Read CHAPTER IX of Richard Vandermarck, free online book, by Miriam Coles Harris, on ReadCentral.com.

A DANCE

It is impossible to love and to be wise.

Bacon.

Niente piú tosto se secca che lagrime.

“This is what we must do about it,” said Kilian, as we sat around the breakfast-table. “If you are still in a humor for the dance to-night, I will order Tom and Jerry to be brought up at once, and Miss Pauline and I will go out and deliver all the invitations.”

“Of which there are about five,” said Charlotte Benson. “You can spare Tom and Jerry and send a small boy.”

“But what if I had rather go myself?” he said, “and Miss Pauline needs the air. Now there are let me see,” and he began to count up the dancing inhabitants of the neighborhood.

“Will you write notes or shall we leave a verbal message at each door?”

“Oh leave a verbal message by all means,” said Charlotte Benson, a little sharply. “It won’t be quite en règle, as Miss d’Estree doesn’t know the people, but so unconventional and fresh.”

“I do know them,” I retorted, much annoyed, “conventionally at least: for they have all called upon me, though I didn’t see them all. But I shall be very glad if you will take my place.”

“Oh, thank you; I wasn’t moving an amendment for that end. We have made our arrangements for the morning, irrespective of the delivery of cards.”

“I shall have time to write the notes first, if Sophie would rather have notes sent,” said Henrietta, who wrote a good hand and was very fond of writing people’s notes for them.

“Oh, thank you, dear; yes, perhaps it would be best, and save Pauline and Kilian trouble.”

So Henrietta went grandly away to write her little notes: a very large ship on a very small voyage.

“And how about your music, Sophie,” said Kilian, who was anxious to have all business matters settled relating to the evening.

“Well, I suppose you had better go for the music-teacher from the village; he plays very well for dancing, and it is a mercy to me and to poor Henrietta, who would have to be pinned to the piano for the evening, if we didn’t have him.”

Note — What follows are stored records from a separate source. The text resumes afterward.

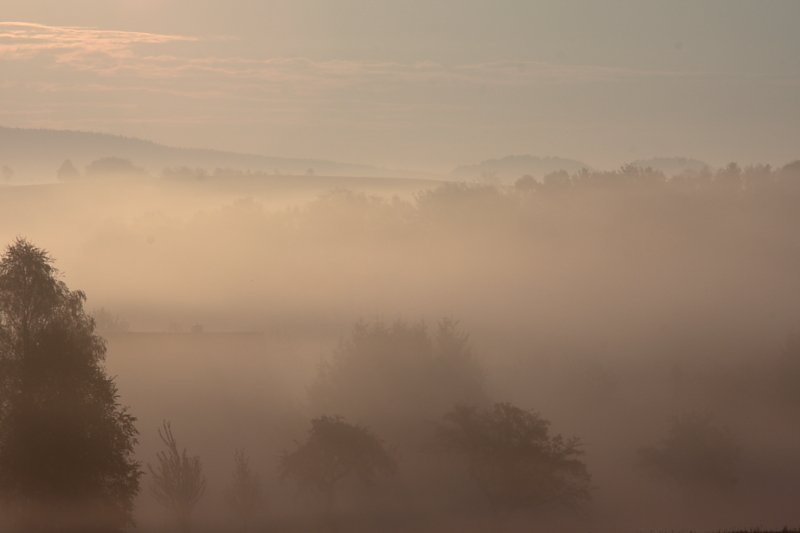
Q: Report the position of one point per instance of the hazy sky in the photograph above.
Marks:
(421, 84)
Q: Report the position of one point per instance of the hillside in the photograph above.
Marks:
(511, 168)
(34, 155)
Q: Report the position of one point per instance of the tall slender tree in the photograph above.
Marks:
(66, 444)
(178, 482)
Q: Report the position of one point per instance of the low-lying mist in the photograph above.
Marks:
(623, 307)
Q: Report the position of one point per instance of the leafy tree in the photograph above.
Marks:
(514, 461)
(333, 451)
(695, 454)
(245, 495)
(66, 445)
(178, 482)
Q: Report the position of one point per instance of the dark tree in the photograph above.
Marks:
(66, 444)
(514, 461)
(114, 167)
(333, 451)
(245, 495)
(695, 454)
(178, 482)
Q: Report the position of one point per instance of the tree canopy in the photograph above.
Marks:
(66, 444)
(399, 370)
(513, 459)
(334, 450)
(695, 454)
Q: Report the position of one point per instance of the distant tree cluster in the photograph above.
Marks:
(67, 446)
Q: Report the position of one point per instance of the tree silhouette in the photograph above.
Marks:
(333, 451)
(695, 454)
(66, 445)
(514, 461)
(244, 496)
(178, 482)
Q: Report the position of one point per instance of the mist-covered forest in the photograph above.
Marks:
(589, 351)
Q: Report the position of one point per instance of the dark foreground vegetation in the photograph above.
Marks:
(631, 362)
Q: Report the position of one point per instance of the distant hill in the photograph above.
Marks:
(671, 166)
(35, 155)
(511, 168)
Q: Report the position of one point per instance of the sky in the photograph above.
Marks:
(427, 85)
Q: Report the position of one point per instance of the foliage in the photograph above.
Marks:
(245, 495)
(178, 482)
(113, 167)
(333, 451)
(695, 454)
(66, 445)
(399, 370)
(514, 461)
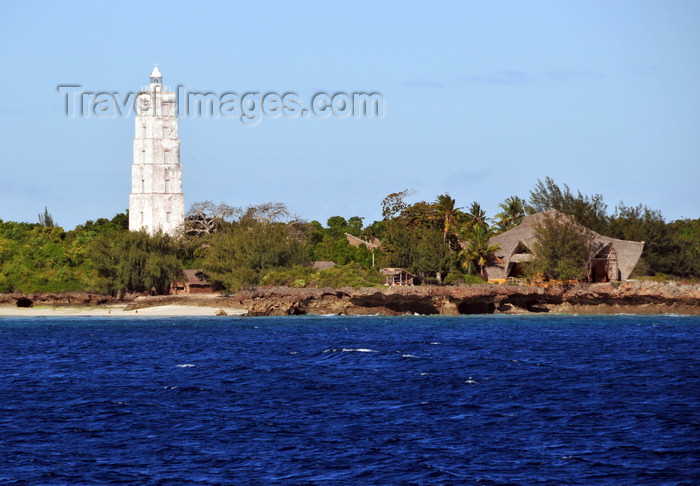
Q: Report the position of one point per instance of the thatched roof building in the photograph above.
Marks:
(356, 242)
(615, 260)
(194, 282)
(399, 277)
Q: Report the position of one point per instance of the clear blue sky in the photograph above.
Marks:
(481, 100)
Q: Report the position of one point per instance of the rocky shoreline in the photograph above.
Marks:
(633, 297)
(627, 297)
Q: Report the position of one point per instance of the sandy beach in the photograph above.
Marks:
(116, 311)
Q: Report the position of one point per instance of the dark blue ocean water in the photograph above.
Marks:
(350, 400)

“As to that, I thought we had a music-teacher of our own: can’t your German be made of any practical account? Or is he only to be looked at and revered for his great powers?”

“I didn’t engage Mr. Langenau to play for us to dance,” said Sophie.

“Nor to lounge about the parlor every evening either,” muttered Kilian, pushing away his cup of coffee.

“Now, Mr. Kilian, pray don’t let our admiration of the tutor drive you into any bitterness of feeling,” cried Charlotte Benson, who had been treasuring up a store of little slights from Kilian. “You know he can’t be blamed for it, poor man.”

Kilian was so much annoyed that he did not trust himself to answer, but rose from the table, and asked me if I would drive with him in half an hour.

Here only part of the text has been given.